A spooky feel, with completely flat water, a little whispy moisture in the air and not a breath of wind. Bang! Two moored fishing boats crash into each other. I can only think I startled a seal hunting fish. 

The reflective blue strips on the channel markers helped me navigate my passage as I was sucked out the harbour in the dark. A moment of uncertainty as the channel arcs around and I am not sure if I can find the way out in the dark. It proved simpler than I feared just following the channel to its entrance and zipping round the light house and Hurst castle. Visibility was fine. 

No wind but my breath was taken by the speed at which I left the castle behind. The water was boiling and bubbling even without a breeze to stir it up. I could hear but not see more turbulent water. 

Nearly over ran the Needles.

A hard ferry-glide and 45 minutes after leaving the shore I was threading the Needles, alone in the dark. I could see a gap between rocks that looked OK, no time or visibility to be completely sure before I was dragged through. Then I could see the cliffs on Scratchell’s bay lit up by moonlight. Incredible. They were almost glowing in the dark.  

As I watched car headlights traverse the far off road it felt like I had a back eddy taking me along towards Freshwater through the small (but feeling huge in the dark) reflecting waves. Bacon sandwich for breakfast at Freshwater at first light. 

Back on the water.

It seemed to take an age to get to St Catherines with fairly slack tide as predicted. I attached my tow rope to my boat and headed round St Catherines for the first time. I had heard about it and talked to a number of people so knew roughly what to expect. But St Catherines was lively enough to pass through alone even in no wind on a spring. I avoided a back eddy, crammed down even more food and stopped at Ventor for more fuel and a pit stop at 9.30am.

Then the traverse of Sandown bay. Other than really turning my neck to the shore far away to the left, the odd fishing buoy was the only gauge of forward movement. Dogs barking on the beach echoed out to me for the hour of my passage straight across the bay from Dunnose to Culver cliff.

Lunch stop at Bembridge life-boat station.

Part enforced as I was running ahead of my plan and the tide was going to be in my face. 1/2 hour later - off again, watching a group of kayakers swing right across my path as I snuck inside them with the stronger current.
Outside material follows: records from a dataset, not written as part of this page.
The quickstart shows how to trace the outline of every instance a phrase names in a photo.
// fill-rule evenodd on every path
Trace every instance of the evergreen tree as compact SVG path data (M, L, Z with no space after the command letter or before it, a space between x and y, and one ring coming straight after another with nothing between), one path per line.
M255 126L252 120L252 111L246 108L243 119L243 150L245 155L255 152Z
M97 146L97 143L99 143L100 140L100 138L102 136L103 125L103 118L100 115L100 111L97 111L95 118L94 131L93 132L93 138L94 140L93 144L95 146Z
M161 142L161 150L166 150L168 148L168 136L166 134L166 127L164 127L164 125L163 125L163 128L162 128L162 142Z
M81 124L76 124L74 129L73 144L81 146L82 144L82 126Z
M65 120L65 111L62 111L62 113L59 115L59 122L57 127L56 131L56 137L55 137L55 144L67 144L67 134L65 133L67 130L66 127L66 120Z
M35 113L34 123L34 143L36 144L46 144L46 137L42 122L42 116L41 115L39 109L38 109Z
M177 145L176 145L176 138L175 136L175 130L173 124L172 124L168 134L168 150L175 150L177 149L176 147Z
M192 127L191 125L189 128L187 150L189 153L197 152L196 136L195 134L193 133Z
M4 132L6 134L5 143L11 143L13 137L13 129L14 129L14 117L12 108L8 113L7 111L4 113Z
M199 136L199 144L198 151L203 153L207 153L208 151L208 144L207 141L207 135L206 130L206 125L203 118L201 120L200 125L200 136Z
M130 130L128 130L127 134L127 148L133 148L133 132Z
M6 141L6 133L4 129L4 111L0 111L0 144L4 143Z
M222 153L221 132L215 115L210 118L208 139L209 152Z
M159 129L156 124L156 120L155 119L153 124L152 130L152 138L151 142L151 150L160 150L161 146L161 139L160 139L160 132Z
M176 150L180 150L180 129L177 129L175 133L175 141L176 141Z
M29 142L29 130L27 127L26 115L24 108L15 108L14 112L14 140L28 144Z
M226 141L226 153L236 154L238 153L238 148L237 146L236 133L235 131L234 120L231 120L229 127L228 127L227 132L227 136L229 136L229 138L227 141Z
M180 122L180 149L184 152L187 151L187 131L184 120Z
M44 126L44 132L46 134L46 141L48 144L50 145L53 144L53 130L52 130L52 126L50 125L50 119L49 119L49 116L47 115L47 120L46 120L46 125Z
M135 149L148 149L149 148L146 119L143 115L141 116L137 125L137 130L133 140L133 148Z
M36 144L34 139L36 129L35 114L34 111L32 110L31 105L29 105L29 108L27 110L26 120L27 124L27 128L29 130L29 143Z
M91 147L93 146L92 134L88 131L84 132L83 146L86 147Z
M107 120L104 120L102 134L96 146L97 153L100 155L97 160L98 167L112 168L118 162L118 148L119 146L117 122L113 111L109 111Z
I saw them later as I left West Cowes and I wondered if they were paddling around as well? Traversing Ryde Pier seemed to take an age and I felt very small watching the ferries and hovercraft go about their business. But as I got closer to Osborne house I could feel the tide building as predicted. Raced past Cowes. A quick final stop at West Cowes for a rip off can of coke and a skeg box full of stones. Then the last push. 

Still no wind, so no yachts which meant it was straight down the middle of the channel for me, with furtive glances over my shoulder. Hurst castle seemed so, so far away. Passing Lepe, a rescue boat came to check me out but left me alone. Shortly after am sure I passed a yacht in the distance with its crew calling for help. I was just about to call up the rescue boat when it raced towards the yacht. 

Tidal planning; oh how great when it works!! 

Barrelling down the Solent I felt boosted as I knew just how fast Hurst was ripping towards me. A quick duck behind the Yarmouth ferry (too tired to play Chicken) and was battling the tide back towards the fishing hut and the entrance to Keyhaven harbour. I stopped my boat at the entrance to stop my GPS, only to discover that it was pooped after only its first outing. Then a crawl back up the harbour and a very welcome finish. 

Would I do it again? 

Probably not, but you never know. Definitely not if there is anymore wind or less tide. So mother nature will probably rule it out for me.